Martin never liked the smell of lilies. Too fresh, too light, too alive for funerals. Love doesn’t smell like lilies, comfort doesn’t either, neither did home usually. He didn’t complain; he wouldn’t. He left the room of lilies where his mother lay to take a moment of respite, something little and far between these past few days.
He stepped out into the early morning air and closed the patio door gentle behind him. Martin looked up at the warm artificial dawn spilling into the pale night from the room where she lay. Solstice tomorrow the newspaper had said. Thirty-two degrees Celsius. Just perfect weather to be in a black suit. Further into the garden you could smell the sweat of a half-burnt rosebush too run down from the summer weather to bloom. The night air was thick and strong with the smell of the tarmac and the dew growing on the grass. It was uncomfortable on the skin, like an awkward hug held too long. It held all the potential of an unstruck match. Cows lay like droplets of burnt caramel among the dew in the field behind his mother’s house. Wood pigeons and crows were waking up too soon and their conversations were loud enough to stir the dead…well, almost. Martin laughed a little at that thought but knew better than to hope.

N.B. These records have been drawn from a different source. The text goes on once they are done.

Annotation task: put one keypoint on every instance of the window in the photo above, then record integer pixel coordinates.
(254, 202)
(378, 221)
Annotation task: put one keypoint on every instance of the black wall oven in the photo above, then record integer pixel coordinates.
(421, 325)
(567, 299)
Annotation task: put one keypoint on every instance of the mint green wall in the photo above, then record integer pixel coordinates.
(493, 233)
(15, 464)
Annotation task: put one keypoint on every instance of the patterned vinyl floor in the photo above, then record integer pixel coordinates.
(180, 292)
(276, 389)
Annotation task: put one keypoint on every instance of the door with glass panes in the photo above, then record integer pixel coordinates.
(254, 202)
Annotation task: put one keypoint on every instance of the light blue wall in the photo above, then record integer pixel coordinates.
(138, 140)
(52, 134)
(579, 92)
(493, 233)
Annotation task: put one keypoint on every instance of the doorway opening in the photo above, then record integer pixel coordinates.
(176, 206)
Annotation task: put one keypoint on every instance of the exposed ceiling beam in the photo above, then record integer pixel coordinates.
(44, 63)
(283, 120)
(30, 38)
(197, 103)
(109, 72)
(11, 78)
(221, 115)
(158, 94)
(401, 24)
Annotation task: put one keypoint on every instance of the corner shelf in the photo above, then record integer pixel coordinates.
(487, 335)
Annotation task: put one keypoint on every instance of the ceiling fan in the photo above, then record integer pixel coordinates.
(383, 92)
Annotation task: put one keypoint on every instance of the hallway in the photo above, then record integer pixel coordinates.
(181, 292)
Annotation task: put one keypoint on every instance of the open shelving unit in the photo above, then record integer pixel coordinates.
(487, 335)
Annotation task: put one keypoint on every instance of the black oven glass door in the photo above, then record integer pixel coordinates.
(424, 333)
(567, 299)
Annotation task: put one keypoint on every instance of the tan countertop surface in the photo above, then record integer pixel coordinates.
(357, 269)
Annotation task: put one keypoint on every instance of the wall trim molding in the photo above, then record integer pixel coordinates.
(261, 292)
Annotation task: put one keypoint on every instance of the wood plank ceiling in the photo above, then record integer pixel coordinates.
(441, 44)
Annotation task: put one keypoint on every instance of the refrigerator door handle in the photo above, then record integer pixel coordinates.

The only lady in the house, she would have been scandalised. What would the neighbours think? A house full of men at this hour! Vigil was a man’s job, this he understood, it wasn’t his first rodeo. It was filling the silence that put him on edge. In the kitchen old and practiced men laughed together and young, untested men tensed with the thoughts of the graveyard shift, of what tomorrow would bring. A card game was going but no money swapped hands. It was a feeble attempt to distract one another from the lady lying upstairs. They took shifts to sit with her until dawn. It shouldn’t be long now.
There were more bumblebees in the pale sky than Martin had seen in ages. He’d tell them that she had plenty of pall bearers, but he hadn’t the heart. Through the window he could see his brother’s ashen face. The boy two years his junior was standing at the sink, washing saucers and teacups that had already been cleaned. A vein of teacups ran through grief. There was a Saint Brigid’s cross on the wall above the sink that he’d made as a child. His father used to bring them in to buy their mother flowers on their birthdays. A small penance for life. Martin wondered if he’d carry on this tradition, if he’d teach his children to lay flowers by a stone, tributes for a woman they’d never met. But never lilies. His brother’s sunken eyes were staring at the reeds in pain, the cross that was long since dead.
After a long moment Martin breathed deep and his chest shook as it left him, struggled out into the new summer air. He found then he was crying. Only a matter of time he supposed. It was alright, he’d be alright in a little while. Deep breath. A bee neared the dandelion that poked through the tarmac by his foot. He regarded it like any other mourner. It’ll be ok, I’ll be ok, give me a minute. It came closer, landed on the step beside him. I’m fine. For a moment he was. For a moment he had been master of himself. Just breathe Martin. He broke at last. Great, violent, inconsiderate tears. He tried his best to sob silently, hunkered down to hide his shaking shoulders from the window’s reach. He didn’t want anyone to see him cry. He couldn’t weaker than the broken boy scrubbing ceramics on autopilot. Through a crack in the window, he could hear his father’s whisper, he could see his father’s form by the sink, by his brother.
“Just play the man son…He never said be one he only said play one”
Martin closed his eyes to the new morning, to the last day he would see his mother’s face and began to put himself back together again, one breath at a time. The bee stirred, flew higher, landed on his shoulder as though to pat him with its six little legs. Play the man. He did not politely thank it for its well-wishes as he had done with so many others over the last few days. It didn’t mind. He wiped the snot from his nose with his sleeve and took his time to stand again He could play the man. He could too. He knew he could. Just smell the lilies and play the man.